A decisão atingiu a deliberação da reunião estadual de 30 de julho, que havia definido uma candidatura majoritária própria sem a aprovação prévia da instância nacional.
E por quê?
Porque, segundo a Executiva Nacional, a decisão estadual teria descumprido normas internas do partido. O documento aponta violação do artigo 3º da Resolução/Avante nº 02/2026, que estabelece exigências para a apresentação da nominata de candidatos à Câmara Federal antes da convenção.
Também teria sido descumprido o artigo 25, parágrafo 2º, do estatuto partidário, que condiciona coligações em Estados com mais de 200 mil eleitores à aprovação da Executiva Nacional.
Em linguagem política, o problema nasceu dentro da própria estrutura partidária.
O rito não teria sido cumprido. A instância estadual avançou onde, segundo a direção nacional, deveria haver autorização superior.
Com a anulação, o Avante deixa de lançar candidato próprio ao Governo do Piauí e passa a integrar a coligação “A Força da Fé”, ao lado do Novo. O candidato majoritário da aliança será Elizeu Moraes de Aguiar.
Para o Senado, a composição também muda o desenho da disputa. Pelo Avante, concorre Antônio José de Freitas Lira, tendo Glaydston Michel Saldanha Moura Lira e Ana Alice Barbosa Alencar Câmpelo Mendes como suplentes. Pelo Novo, o candidato é Antônio de Barros Araújo Filho, com Marília Mendes de Carvalho Bomfim e Francisco Erivaldo Leite de Araújo na suplência.
O processo tramita em segredo de Justiça. O calendário eleitoral, entretanto, não espera. O prazo para o registro das candidaturas termina em 15 de agosto, às 19h.
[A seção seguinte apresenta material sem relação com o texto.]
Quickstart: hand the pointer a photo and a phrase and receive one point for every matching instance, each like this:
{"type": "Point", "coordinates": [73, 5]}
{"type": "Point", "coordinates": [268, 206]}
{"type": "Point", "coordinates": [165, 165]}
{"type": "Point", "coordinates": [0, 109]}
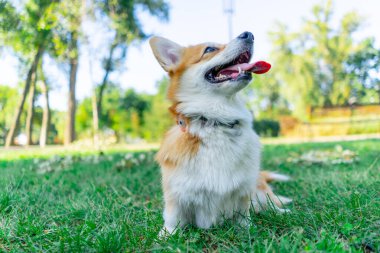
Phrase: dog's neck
{"type": "Point", "coordinates": [211, 112]}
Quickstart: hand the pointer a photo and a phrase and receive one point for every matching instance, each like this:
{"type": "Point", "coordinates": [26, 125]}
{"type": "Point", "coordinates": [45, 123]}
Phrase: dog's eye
{"type": "Point", "coordinates": [210, 49]}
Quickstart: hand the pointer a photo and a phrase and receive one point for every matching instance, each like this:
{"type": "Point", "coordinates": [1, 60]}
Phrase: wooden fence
{"type": "Point", "coordinates": [333, 121]}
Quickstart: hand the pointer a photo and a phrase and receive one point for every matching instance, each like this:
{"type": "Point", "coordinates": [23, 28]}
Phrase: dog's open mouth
{"type": "Point", "coordinates": [238, 69]}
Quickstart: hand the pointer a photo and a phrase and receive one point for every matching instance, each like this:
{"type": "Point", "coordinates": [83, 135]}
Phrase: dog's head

A decisão nacional coloca um ponto final, pelo menos formalmente, na candidatura de Gustavo Henrique ao Governo do Estado.
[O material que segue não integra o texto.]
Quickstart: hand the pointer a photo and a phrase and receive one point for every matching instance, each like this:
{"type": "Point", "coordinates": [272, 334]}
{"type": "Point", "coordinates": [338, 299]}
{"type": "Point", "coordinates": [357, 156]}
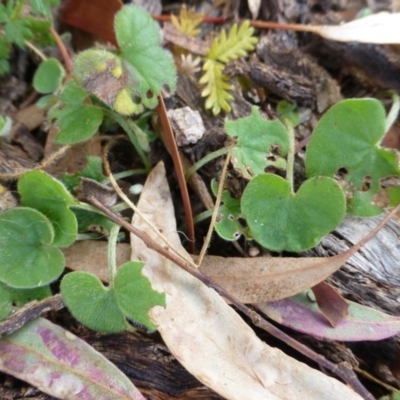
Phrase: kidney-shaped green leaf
{"type": "Point", "coordinates": [135, 295]}
{"type": "Point", "coordinates": [260, 144]}
{"type": "Point", "coordinates": [280, 220]}
{"type": "Point", "coordinates": [44, 193]}
{"type": "Point", "coordinates": [347, 139]}
{"type": "Point", "coordinates": [27, 257]}
{"type": "Point", "coordinates": [91, 303]}
{"type": "Point", "coordinates": [228, 225]}
{"type": "Point", "coordinates": [148, 66]}
{"type": "Point", "coordinates": [62, 365]}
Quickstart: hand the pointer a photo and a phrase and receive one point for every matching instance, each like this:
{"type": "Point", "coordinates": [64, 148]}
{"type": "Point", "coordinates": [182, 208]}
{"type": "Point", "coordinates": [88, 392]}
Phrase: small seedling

Mas deixa uma pergunta política muito maior.
A candidatura nasceu para valer ou nasceu para cumprir outra função na eleição?
Para alguns adversários, tratava-se apenas de uma candidatura de fachada. Outros estavam convencidos de que era uma candidatura “laranja”. Se era, “azedou”.
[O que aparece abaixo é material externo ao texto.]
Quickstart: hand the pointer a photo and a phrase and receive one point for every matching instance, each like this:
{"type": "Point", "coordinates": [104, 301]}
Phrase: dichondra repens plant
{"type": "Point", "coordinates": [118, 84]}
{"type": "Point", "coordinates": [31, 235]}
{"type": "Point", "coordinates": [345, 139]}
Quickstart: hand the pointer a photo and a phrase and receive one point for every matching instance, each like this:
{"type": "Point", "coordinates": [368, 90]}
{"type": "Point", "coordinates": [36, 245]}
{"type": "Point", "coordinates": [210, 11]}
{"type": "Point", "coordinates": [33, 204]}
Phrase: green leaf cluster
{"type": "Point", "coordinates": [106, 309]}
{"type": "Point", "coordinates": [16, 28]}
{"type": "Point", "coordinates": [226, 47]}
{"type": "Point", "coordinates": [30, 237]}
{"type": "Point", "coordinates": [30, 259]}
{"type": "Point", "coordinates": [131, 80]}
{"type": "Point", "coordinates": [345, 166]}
É importante, porém, distinguir suspeita política de fato comprovado. Não há, nas informações oficiais sobre a anulação, qualquer afirmação da Executiva Nacional de que Gustavo Henrique fosse “laranja” ou tivesse sido utilizado para atacar adversários. O que existe formalmente é uma decisão partidária que anulou a candidatura por apontados descumprimentos de normas internas.
A acusação política veio de outro campo.
Durante o primeiro debate eleitoral na televisão, o candidato do Progressistas, Joel Rodrigues, afirmou que Gustavo estaria atuando como uma espécie de instrumento do Palácio de Karnak para atacar sua candidatura.
“Lamentamos os ataques de Gustavo. Entendo que o governador trouxe um laranja, podendo ter focado em temas, em propostas sérias. Mas a gente já vinha preparado para esse tipo de situação”, declarou Joel.
E não é de hoje, segundo seus críticos, que Gustavo Henrique se presta a esse papel, o de “batedor” oficial desse ou daquele candidato.
A expressão é politicamente forte, mas precisa ser compreendida como aquilo que é: uma acusação feita por adversários, e não uma conclusão oficial sobre a finalidade da candidatura.
Ainda assim, a saída de Gustavo Henrique abre uma questão que interessa muito mais ao eleitor do que ao próprio candidato:
Quem perde e quem ganha com a “descandidatura” do homem do Avante?
Se a candidatura tinha como objetivo legítimo disputar o Governo do Estado, quem perde é o próprio candidato e o eleitor que pretendia encontrar naquela candidatura uma alternativa.
Mas, se havia quem enxergasse na disputa uma estratégia auxiliar para atacar adversários, então perde quem eventualmente apostava nesse tipo de instrumento político.
E quem ganha?
Ganha o processo eleitoral. Ganha o eleitor. E ganha a Democracia, desde que a retirada de uma candidatura seja acompanhada pela elevação do nível do debate.
O Piauí não precisa de uma eleição transformada em guerra de reputações.
Precisa discutir aquilo que realmente importa.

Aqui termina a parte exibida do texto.